Combining Metrics with metric_set()
metric_set() allows you to combine multiple yardstick metrics into a single function that calculates all of them at once. This is more efficient than calling metrics individually and integrates seamlessly with tidymodels workflows.
Overview
Use when: - You want to calculate multiple metrics on the same data - You’re using tidymodels workflows (tune, recipes, workflows) - You want to avoid repeating metric calculations - You need consistent metric evaluation across resamples
Key benefits: - Efficiency: Shared calculations performed once (e.g., confusion matrix) - Convenience: One function call instead of many - Integration: Works with tune package for model tuning - Consistency: All metrics use same data preprocessing
Basic Usage
library(yardstick)
# Create a metric set
my_metrics <- metric_set(rmse, rsq, mae)
# Use it like any other metric function
my_metrics(data, truth = actual, estimate = predicted)

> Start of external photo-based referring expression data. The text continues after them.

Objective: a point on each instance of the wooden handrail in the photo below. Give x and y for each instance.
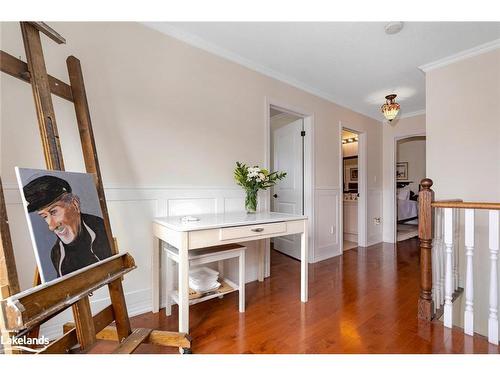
(474, 205)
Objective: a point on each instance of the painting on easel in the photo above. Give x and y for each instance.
(64, 219)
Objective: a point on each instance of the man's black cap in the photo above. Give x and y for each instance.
(44, 190)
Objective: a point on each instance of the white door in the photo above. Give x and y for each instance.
(287, 195)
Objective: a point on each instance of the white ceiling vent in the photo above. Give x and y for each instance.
(393, 27)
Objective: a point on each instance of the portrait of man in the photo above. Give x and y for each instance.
(79, 239)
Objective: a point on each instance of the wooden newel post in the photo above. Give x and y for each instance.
(425, 198)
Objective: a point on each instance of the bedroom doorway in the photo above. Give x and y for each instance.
(287, 155)
(410, 170)
(350, 178)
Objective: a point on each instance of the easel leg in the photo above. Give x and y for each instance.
(120, 309)
(184, 285)
(304, 260)
(85, 329)
(155, 274)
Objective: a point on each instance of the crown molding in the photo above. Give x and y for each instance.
(471, 52)
(411, 114)
(203, 44)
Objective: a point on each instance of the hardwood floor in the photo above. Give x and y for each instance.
(362, 302)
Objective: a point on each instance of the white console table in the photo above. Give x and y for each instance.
(220, 229)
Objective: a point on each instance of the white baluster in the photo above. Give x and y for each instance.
(436, 261)
(493, 244)
(442, 257)
(456, 246)
(469, 281)
(448, 291)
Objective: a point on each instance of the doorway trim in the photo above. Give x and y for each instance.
(393, 179)
(362, 188)
(309, 170)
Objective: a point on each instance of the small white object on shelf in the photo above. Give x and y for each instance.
(206, 283)
(203, 279)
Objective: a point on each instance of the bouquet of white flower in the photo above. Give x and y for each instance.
(252, 179)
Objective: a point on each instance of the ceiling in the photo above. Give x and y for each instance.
(354, 64)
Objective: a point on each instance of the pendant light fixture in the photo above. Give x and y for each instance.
(390, 109)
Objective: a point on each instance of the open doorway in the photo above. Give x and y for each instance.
(287, 155)
(350, 178)
(410, 170)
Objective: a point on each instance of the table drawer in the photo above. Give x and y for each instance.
(252, 230)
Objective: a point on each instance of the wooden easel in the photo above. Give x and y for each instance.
(22, 313)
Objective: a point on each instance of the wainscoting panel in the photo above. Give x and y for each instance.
(327, 224)
(131, 211)
(374, 211)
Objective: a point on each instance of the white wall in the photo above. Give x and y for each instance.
(463, 150)
(350, 149)
(170, 121)
(412, 151)
(398, 129)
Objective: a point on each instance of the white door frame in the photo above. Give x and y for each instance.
(362, 188)
(308, 164)
(393, 180)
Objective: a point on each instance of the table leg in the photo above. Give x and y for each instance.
(304, 260)
(241, 276)
(184, 285)
(155, 274)
(261, 254)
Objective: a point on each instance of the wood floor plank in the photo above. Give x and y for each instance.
(362, 302)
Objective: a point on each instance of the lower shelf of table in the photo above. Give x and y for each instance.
(227, 286)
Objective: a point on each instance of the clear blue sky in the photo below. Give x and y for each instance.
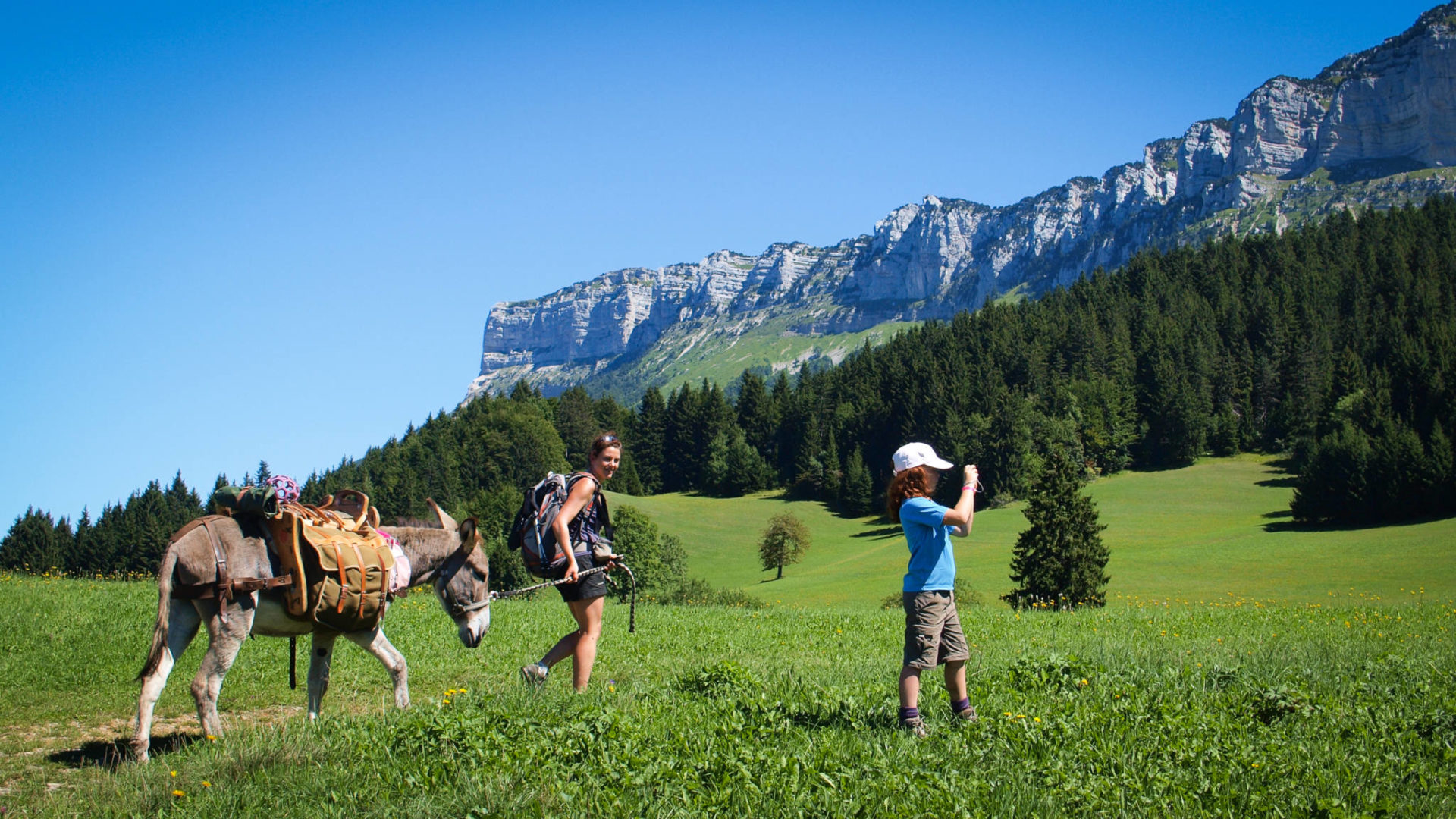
(207, 212)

# Returns tibble with all metrics:
# .metric .estimator .estimate
# rmse standard 0.123
# rsq standard 0.891
# mae standard 0.098Compatibility Rules
Metrics in a set must be compatible. You can mix:
✓ Valid Combinations
1. All numeric metrics:
numeric_metrics <- metric_set(rmse, mae, rsq, huber_loss)2. Mix of class and class probability metrics:
class_metrics <- metric_set(accuracy, precision, recall, roc_auc, pr_auc)3. Mix of survival metrics (any combination):
surv_metrics <- metric_set(
concordance_survival, # Static
brier_survival, # Dynamic
brier_survival_integrated # Integrated
)✗ Invalid Combinations
Cannot mix metric types:
# ERROR: Cannot mix numeric and classification
metric_set(rmse, accuracy)
# ERROR: Cannot mix classification and survival
metric_set(accuracy, concordance_survival)Function Signatures by Type
The returned function has different arguments depending on metric types:
Numeric Metrics
regression_metrics <- metric_set(rmse, mae, rsq)
# Signature:
regression_metrics(
data,
truth,
estimate,
na_rm = TRUE,
case_weights = NULL,
...
)
# Usage:
regression_metrics(test_data, truth = y, estimate = y_pred)Class/Probability Metrics
class_metrics <- metric_set(accuracy, roc_auc, pr_auc)
# Signature:
class_metrics(
data,
truth,
..., # For probability columns
estimate, # Must be named!
estimator = NULL,
na_rm = TRUE,
event_level = yardstick_event_level(),
case_weights = NULL
)
# Usage - note estimate is named:
class_metrics(
test_data,
truth = obs,
VF:L, # Probability columns
estimate = pred # Named argument!
)Survival Metrics
surv_metrics <- metric_set(concordance_survival, brier_survival)
# Signature:
surv_metrics(
data,
truth,
..., # For survival predictions
estimate, # Named for time predictions
na_rm = TRUE,
case_weights = NULL
)Important: Named estimate Argument
⚠️ For class/probability and survival metric sets, you MUST name the estimate argument.
class_metrics <- metric_set(accuracy, roc_auc)
# ✓ Correct
class_metrics(data, truth = obs, estimate = pred)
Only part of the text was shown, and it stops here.